Hybridizing Biology and Robotics through Integration for Deployable Systems (HyBRIDS)

Robotic platforms are deployed in various national security contexts, but many operational environments and applications remain out of reach for existing technologies. Nature provides inspiration and solutions to advance robotic technologies, but the performance of biological systems remains largely unmatched even as robotic systems become increasingly sophisticated. Recent advancements in coupled with the convergence of engineering and biology have propelled the development of biohybrid robots, which combine biological and synthetic components. Biohybrid systems could have distinct advantages over traditional synthetic robots in some operational contexts. While fully engineered abiotic systems prioritize controllability and precision for on-demand performance, biological systems inherently excel in their resiliency, sensitivity, adaptability, and efficiency. Biohybrid robots aim to combine the best features of both realms by leveraging the precise control of engineered parts while harnessing the unique, innate capabilities of biological elements. Successfully integrating biological components (e.g., cells, tissues, or organisms) could extend the functionality of robotic systems.

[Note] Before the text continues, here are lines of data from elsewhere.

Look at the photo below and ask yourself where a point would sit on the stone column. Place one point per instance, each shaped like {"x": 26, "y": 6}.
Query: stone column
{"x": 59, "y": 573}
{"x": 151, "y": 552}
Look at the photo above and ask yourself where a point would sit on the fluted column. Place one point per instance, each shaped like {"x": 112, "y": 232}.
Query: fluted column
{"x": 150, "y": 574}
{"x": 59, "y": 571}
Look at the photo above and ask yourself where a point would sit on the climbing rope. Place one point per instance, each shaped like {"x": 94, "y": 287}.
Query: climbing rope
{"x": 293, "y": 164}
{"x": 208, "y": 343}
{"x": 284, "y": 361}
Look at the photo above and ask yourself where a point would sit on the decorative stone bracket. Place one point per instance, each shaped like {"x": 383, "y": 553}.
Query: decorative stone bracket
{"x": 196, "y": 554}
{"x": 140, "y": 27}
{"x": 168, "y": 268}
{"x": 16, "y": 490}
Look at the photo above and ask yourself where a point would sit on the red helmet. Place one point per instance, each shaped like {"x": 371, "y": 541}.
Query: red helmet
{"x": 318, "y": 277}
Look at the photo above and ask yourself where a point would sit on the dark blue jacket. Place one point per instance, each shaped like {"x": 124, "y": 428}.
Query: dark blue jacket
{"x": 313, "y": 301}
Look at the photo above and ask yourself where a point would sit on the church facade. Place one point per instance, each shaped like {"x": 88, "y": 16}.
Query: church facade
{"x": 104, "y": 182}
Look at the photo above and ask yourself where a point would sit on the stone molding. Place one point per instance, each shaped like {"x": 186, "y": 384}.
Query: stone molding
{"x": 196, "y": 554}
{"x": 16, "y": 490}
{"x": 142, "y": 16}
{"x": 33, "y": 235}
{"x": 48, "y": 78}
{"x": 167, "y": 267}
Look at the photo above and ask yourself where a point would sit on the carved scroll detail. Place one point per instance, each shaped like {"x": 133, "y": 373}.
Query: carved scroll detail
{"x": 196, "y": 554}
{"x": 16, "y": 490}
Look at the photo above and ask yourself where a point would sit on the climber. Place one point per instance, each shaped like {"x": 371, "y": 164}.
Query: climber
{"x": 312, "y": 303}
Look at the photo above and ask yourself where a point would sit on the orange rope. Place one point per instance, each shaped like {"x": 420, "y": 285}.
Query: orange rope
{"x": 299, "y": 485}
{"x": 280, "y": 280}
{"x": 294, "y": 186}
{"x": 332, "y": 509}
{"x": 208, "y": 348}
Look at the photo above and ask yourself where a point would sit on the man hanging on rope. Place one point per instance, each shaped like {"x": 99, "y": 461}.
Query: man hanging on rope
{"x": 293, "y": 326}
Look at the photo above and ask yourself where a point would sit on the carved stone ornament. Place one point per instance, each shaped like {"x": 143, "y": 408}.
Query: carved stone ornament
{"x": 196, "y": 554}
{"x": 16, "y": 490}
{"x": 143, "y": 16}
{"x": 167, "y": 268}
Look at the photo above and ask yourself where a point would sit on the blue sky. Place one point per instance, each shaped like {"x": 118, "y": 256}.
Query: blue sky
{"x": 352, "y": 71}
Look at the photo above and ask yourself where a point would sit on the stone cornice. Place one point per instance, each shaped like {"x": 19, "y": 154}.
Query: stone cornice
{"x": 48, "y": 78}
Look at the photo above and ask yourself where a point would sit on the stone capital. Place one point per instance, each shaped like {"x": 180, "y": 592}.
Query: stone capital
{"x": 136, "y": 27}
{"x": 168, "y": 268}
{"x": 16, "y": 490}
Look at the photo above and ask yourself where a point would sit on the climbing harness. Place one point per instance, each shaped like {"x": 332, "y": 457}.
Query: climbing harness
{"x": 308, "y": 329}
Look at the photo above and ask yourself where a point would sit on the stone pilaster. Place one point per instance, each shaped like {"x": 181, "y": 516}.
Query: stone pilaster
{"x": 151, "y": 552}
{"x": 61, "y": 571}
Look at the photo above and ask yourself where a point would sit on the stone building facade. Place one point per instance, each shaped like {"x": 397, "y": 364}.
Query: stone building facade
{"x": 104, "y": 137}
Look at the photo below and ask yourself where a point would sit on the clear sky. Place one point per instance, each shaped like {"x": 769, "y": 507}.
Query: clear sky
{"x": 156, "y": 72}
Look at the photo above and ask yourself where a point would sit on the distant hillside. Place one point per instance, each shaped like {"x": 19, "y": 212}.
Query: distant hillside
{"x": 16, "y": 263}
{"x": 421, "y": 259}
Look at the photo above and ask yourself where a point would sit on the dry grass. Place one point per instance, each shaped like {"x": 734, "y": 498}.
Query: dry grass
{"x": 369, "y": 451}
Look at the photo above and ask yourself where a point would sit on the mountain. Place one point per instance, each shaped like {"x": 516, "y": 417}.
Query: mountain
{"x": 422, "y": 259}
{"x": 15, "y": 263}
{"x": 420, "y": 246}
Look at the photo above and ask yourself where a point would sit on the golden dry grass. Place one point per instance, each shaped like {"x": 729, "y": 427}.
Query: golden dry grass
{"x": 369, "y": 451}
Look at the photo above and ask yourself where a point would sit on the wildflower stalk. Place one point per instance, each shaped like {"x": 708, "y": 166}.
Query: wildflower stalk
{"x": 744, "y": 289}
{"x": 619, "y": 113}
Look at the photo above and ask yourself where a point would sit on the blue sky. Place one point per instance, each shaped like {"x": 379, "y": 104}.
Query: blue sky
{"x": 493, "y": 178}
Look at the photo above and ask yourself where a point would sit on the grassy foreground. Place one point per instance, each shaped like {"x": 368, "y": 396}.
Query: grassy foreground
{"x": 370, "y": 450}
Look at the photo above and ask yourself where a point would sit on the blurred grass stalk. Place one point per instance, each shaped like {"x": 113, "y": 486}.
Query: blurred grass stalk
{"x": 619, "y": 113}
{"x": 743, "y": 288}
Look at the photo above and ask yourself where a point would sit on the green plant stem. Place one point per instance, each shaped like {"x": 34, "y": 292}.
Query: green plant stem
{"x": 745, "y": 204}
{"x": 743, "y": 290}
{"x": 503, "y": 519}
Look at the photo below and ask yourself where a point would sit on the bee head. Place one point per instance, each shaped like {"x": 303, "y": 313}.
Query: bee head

Despite their promise, today's biohybrid robots typically underperform their fully synthetic counterparts and their potential as predicted from a reductionist assessment of constituents. Many systems represent enticing proofs of concept with limited practical applicability. Most remain confined to controlled laboratory settings and lack feasibility in complex real-world environments. Developing biohybrid robots is currently a painstaking, bespoke process, and the resulting systems are routinely inadequately characterized. Complex, intertwined relationships between component, interface, and system performance are poorly understood, and methodologies to guide informed design of biohybrid systems are lacking.
The HyBRIDS ARC opportunity seeks ideas to address the question: How can synthetic and biological components be integrated to enable biohybrid platforms that outperform traditional robotic systems?